4. The method of claim 1, wherein the low-temperature synthesis process is performed at a temperature equal to or lower than 500° C.

5. The method of claim 1, wherein the low-temperature synthesis process is selected from a group consisting of a precipitation process, a hydrothermal process, or a solvothermal process.

6. The method of claim 1, wherein the inorganic salt comprises at least one material selected from a group consisting of NaBO2, LiBO2, KBO2, MgSO4, Li2SO4, Na2SO4, K2SO4, MgCl2, CaCl2, SrCl2, BaCl2, Li2CO3, Na2CO3, K2CO3, Rb2CO3, LiCl, NaCl, KCl, RbCl and CsCl.
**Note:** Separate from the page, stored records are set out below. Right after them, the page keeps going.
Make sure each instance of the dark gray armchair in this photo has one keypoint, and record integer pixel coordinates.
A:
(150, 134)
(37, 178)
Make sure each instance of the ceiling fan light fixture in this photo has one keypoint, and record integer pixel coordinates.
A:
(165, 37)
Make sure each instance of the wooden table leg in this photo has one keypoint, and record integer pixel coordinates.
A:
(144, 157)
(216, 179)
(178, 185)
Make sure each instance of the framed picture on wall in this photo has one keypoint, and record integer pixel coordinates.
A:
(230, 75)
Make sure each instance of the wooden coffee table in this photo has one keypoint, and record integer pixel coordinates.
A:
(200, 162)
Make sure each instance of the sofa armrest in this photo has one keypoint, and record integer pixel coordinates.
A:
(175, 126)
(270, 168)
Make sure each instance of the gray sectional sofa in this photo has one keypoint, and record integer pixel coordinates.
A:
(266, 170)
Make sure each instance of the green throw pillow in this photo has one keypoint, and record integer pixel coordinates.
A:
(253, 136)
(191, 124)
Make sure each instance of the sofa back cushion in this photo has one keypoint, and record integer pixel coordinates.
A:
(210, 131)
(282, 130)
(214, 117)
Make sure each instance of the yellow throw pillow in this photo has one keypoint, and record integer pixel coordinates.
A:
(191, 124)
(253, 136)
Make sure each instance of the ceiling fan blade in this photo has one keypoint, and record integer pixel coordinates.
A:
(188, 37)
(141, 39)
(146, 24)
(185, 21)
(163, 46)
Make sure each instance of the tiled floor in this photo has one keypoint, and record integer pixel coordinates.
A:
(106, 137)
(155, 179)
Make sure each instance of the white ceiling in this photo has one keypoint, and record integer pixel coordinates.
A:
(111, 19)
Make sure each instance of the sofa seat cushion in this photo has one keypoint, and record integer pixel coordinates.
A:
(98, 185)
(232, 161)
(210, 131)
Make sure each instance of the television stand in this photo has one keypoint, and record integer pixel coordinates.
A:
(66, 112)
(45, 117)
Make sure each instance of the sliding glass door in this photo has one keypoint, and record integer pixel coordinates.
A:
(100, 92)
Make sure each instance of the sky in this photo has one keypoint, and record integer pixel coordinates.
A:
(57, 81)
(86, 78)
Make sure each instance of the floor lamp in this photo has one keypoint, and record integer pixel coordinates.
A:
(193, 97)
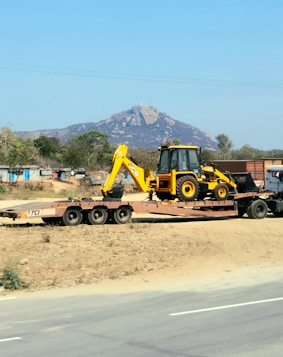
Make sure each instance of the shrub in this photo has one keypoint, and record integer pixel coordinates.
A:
(11, 278)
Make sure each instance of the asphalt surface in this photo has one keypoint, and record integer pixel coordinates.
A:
(243, 321)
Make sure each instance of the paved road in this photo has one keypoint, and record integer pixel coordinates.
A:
(242, 322)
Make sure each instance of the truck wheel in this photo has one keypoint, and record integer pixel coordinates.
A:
(187, 188)
(122, 214)
(72, 217)
(221, 192)
(257, 209)
(98, 215)
(163, 196)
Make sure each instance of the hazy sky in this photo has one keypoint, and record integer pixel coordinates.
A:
(214, 64)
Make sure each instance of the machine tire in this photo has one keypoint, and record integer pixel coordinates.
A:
(122, 215)
(257, 209)
(72, 217)
(221, 192)
(98, 215)
(277, 214)
(241, 211)
(187, 188)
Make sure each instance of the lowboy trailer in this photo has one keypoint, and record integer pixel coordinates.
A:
(86, 210)
(72, 212)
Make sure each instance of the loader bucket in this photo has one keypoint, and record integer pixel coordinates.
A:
(245, 182)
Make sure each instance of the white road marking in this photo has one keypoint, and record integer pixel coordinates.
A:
(27, 321)
(226, 306)
(7, 298)
(54, 328)
(10, 339)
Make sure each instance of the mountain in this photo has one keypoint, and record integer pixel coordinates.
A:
(140, 127)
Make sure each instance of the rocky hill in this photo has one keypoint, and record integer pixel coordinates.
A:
(141, 127)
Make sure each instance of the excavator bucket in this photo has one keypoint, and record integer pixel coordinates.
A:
(245, 182)
(116, 192)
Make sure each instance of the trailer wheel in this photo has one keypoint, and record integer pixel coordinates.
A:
(163, 196)
(187, 188)
(221, 192)
(277, 214)
(122, 214)
(72, 217)
(98, 215)
(257, 209)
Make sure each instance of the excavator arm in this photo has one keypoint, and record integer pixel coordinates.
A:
(137, 173)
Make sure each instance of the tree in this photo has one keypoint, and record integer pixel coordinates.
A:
(225, 146)
(7, 139)
(247, 153)
(15, 151)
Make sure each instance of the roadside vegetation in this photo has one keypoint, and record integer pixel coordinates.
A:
(93, 151)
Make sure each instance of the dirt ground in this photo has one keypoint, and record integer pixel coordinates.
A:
(150, 252)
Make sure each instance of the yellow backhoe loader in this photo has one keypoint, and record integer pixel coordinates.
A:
(180, 175)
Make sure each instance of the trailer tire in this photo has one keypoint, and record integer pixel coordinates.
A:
(163, 196)
(257, 209)
(277, 214)
(187, 188)
(221, 192)
(98, 215)
(72, 217)
(122, 215)
(51, 221)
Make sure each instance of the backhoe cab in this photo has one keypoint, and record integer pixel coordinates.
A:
(181, 175)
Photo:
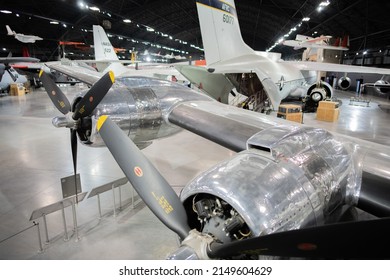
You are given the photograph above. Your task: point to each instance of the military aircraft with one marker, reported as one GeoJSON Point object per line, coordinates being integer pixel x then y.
{"type": "Point", "coordinates": [107, 60]}
{"type": "Point", "coordinates": [280, 194]}
{"type": "Point", "coordinates": [260, 74]}
{"type": "Point", "coordinates": [320, 42]}
{"type": "Point", "coordinates": [8, 74]}
{"type": "Point", "coordinates": [21, 37]}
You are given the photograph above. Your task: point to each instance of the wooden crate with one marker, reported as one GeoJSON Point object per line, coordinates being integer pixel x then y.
{"type": "Point", "coordinates": [290, 112]}
{"type": "Point", "coordinates": [328, 115]}
{"type": "Point", "coordinates": [328, 105]}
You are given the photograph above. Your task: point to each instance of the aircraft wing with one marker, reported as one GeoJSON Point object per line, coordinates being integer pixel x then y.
{"type": "Point", "coordinates": [332, 67]}
{"type": "Point", "coordinates": [7, 60]}
{"type": "Point", "coordinates": [77, 72]}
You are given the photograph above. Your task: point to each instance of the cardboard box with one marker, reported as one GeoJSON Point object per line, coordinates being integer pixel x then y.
{"type": "Point", "coordinates": [328, 115]}
{"type": "Point", "coordinates": [17, 89]}
{"type": "Point", "coordinates": [328, 105]}
{"type": "Point", "coordinates": [290, 112]}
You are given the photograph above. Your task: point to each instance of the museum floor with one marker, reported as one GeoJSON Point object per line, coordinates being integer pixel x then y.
{"type": "Point", "coordinates": [35, 155]}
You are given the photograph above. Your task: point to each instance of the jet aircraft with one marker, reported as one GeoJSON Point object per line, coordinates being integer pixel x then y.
{"type": "Point", "coordinates": [107, 60]}
{"type": "Point", "coordinates": [260, 74]}
{"type": "Point", "coordinates": [321, 42]}
{"type": "Point", "coordinates": [21, 37]}
{"type": "Point", "coordinates": [280, 194]}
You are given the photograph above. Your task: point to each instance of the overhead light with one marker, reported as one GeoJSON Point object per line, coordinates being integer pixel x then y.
{"type": "Point", "coordinates": [94, 8]}
{"type": "Point", "coordinates": [81, 4]}
{"type": "Point", "coordinates": [324, 4]}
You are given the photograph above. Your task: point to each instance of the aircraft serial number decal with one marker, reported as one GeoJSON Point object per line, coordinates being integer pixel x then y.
{"type": "Point", "coordinates": [164, 203]}
{"type": "Point", "coordinates": [228, 19]}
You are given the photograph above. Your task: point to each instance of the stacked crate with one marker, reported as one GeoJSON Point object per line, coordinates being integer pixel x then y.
{"type": "Point", "coordinates": [328, 111]}
{"type": "Point", "coordinates": [290, 112]}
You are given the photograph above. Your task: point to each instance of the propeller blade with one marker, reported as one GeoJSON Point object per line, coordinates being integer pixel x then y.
{"type": "Point", "coordinates": [93, 97]}
{"type": "Point", "coordinates": [145, 178]}
{"type": "Point", "coordinates": [73, 143]}
{"type": "Point", "coordinates": [351, 240]}
{"type": "Point", "coordinates": [56, 95]}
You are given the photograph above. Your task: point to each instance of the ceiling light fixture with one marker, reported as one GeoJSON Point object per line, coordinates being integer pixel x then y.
{"type": "Point", "coordinates": [96, 9]}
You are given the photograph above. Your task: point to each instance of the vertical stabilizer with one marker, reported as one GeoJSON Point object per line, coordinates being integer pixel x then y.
{"type": "Point", "coordinates": [103, 47]}
{"type": "Point", "coordinates": [220, 30]}
{"type": "Point", "coordinates": [10, 32]}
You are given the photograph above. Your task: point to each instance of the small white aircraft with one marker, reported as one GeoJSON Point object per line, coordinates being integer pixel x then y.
{"type": "Point", "coordinates": [321, 42]}
{"type": "Point", "coordinates": [8, 74]}
{"type": "Point", "coordinates": [21, 37]}
{"type": "Point", "coordinates": [255, 72]}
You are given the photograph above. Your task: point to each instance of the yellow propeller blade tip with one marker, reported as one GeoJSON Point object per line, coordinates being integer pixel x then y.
{"type": "Point", "coordinates": [112, 76]}
{"type": "Point", "coordinates": [101, 121]}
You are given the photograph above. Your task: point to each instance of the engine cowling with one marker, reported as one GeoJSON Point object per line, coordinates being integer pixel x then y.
{"type": "Point", "coordinates": [344, 83]}
{"type": "Point", "coordinates": [316, 93]}
{"type": "Point", "coordinates": [275, 185]}
{"type": "Point", "coordinates": [381, 90]}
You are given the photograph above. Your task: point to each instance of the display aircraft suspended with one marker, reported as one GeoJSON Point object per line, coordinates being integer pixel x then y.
{"type": "Point", "coordinates": [107, 60]}
{"type": "Point", "coordinates": [321, 42]}
{"type": "Point", "coordinates": [259, 73]}
{"type": "Point", "coordinates": [8, 74]}
{"type": "Point", "coordinates": [21, 37]}
{"type": "Point", "coordinates": [277, 196]}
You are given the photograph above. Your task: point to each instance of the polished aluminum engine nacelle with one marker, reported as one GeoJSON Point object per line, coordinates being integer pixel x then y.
{"type": "Point", "coordinates": [139, 106]}
{"type": "Point", "coordinates": [344, 83]}
{"type": "Point", "coordinates": [319, 91]}
{"type": "Point", "coordinates": [288, 178]}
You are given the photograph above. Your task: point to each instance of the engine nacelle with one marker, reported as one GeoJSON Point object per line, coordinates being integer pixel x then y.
{"type": "Point", "coordinates": [382, 90]}
{"type": "Point", "coordinates": [282, 182]}
{"type": "Point", "coordinates": [316, 93]}
{"type": "Point", "coordinates": [344, 83]}
{"type": "Point", "coordinates": [139, 106]}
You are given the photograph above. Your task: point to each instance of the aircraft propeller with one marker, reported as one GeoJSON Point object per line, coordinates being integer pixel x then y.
{"type": "Point", "coordinates": [145, 178]}
{"type": "Point", "coordinates": [83, 108]}
{"type": "Point", "coordinates": [352, 240]}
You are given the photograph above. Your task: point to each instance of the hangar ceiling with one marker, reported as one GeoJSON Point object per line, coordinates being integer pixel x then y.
{"type": "Point", "coordinates": [162, 26]}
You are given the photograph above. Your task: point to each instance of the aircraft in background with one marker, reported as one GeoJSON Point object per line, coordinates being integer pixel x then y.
{"type": "Point", "coordinates": [21, 37]}
{"type": "Point", "coordinates": [259, 74]}
{"type": "Point", "coordinates": [278, 195]}
{"type": "Point", "coordinates": [8, 74]}
{"type": "Point", "coordinates": [321, 42]}
{"type": "Point", "coordinates": [107, 60]}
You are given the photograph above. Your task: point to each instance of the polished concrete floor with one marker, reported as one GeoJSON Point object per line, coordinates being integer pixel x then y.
{"type": "Point", "coordinates": [35, 155]}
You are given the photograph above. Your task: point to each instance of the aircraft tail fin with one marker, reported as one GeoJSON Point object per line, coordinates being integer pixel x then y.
{"type": "Point", "coordinates": [10, 32]}
{"type": "Point", "coordinates": [220, 30]}
{"type": "Point", "coordinates": [345, 42]}
{"type": "Point", "coordinates": [103, 48]}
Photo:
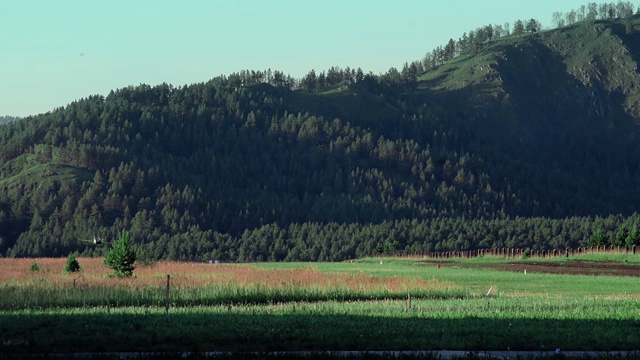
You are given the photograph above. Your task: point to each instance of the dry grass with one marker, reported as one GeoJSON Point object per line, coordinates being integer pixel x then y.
{"type": "Point", "coordinates": [186, 274]}
{"type": "Point", "coordinates": [194, 284]}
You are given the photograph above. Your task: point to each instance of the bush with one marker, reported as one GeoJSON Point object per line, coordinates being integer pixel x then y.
{"type": "Point", "coordinates": [35, 267]}
{"type": "Point", "coordinates": [72, 264]}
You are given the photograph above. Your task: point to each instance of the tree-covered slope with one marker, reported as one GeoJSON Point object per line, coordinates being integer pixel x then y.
{"type": "Point", "coordinates": [531, 141]}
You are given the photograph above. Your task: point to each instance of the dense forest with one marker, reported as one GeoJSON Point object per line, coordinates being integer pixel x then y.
{"type": "Point", "coordinates": [518, 138]}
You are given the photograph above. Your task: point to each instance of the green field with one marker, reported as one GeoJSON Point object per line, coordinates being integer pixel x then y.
{"type": "Point", "coordinates": [539, 312]}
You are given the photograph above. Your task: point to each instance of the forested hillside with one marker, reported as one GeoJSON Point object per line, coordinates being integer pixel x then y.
{"type": "Point", "coordinates": [528, 140]}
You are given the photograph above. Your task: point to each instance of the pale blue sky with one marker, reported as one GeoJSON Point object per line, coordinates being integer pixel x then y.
{"type": "Point", "coordinates": [55, 52]}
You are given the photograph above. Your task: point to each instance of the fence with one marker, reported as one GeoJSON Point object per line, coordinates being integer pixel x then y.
{"type": "Point", "coordinates": [518, 253]}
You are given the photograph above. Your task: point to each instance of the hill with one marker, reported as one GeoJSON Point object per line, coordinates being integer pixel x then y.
{"type": "Point", "coordinates": [530, 141]}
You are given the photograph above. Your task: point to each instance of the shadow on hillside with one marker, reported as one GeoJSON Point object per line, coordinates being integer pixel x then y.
{"type": "Point", "coordinates": [198, 330]}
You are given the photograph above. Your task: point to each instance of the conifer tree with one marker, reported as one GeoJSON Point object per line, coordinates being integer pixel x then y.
{"type": "Point", "coordinates": [122, 257]}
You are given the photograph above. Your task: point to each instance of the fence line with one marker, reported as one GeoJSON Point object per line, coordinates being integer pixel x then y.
{"type": "Point", "coordinates": [518, 252]}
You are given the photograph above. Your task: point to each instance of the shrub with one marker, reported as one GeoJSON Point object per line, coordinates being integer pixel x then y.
{"type": "Point", "coordinates": [72, 263]}
{"type": "Point", "coordinates": [35, 267]}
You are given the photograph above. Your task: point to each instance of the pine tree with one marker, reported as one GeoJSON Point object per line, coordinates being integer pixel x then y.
{"type": "Point", "coordinates": [122, 257]}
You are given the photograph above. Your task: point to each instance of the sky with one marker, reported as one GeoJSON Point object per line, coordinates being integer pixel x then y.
{"type": "Point", "coordinates": [55, 52]}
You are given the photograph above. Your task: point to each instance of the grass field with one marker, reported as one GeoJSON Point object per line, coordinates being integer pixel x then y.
{"type": "Point", "coordinates": [321, 306]}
7. The method of claim 1, wherein the inorganic salt comprises NaBO2.

8. The method of claim 1, wherein the inorganic salt comprises a nonmetallic component included within the metal oxide nanoparticle.

9. The method of claim 1, wherein the annealing is performed using microwaves.

10. The method of claim 1, wherein the nano phosphor comprises a (Y,Gd)BO3:Eu phosphor.

11. The method of claim 1, further comprising post-annealing the mixture at a temperature in the range of 800° C. to 1500° C. after the annealing.

12. The method of claim 1, wherein the annealing occurs at a pressure of 40 atmospheres.

13. The method of claim 1, wherein the mixture includes a solvent, the inorganic salt being dissolved in the solvent.

14. A nano phosphor prepared according to the method of claim 1.

15. The nano phosphor of claim 14, wherein the nano phosphor comprises a (Y,Gd)BO3:Eu phosphor.

16. A display device comprising the nano phosphor of claim 14.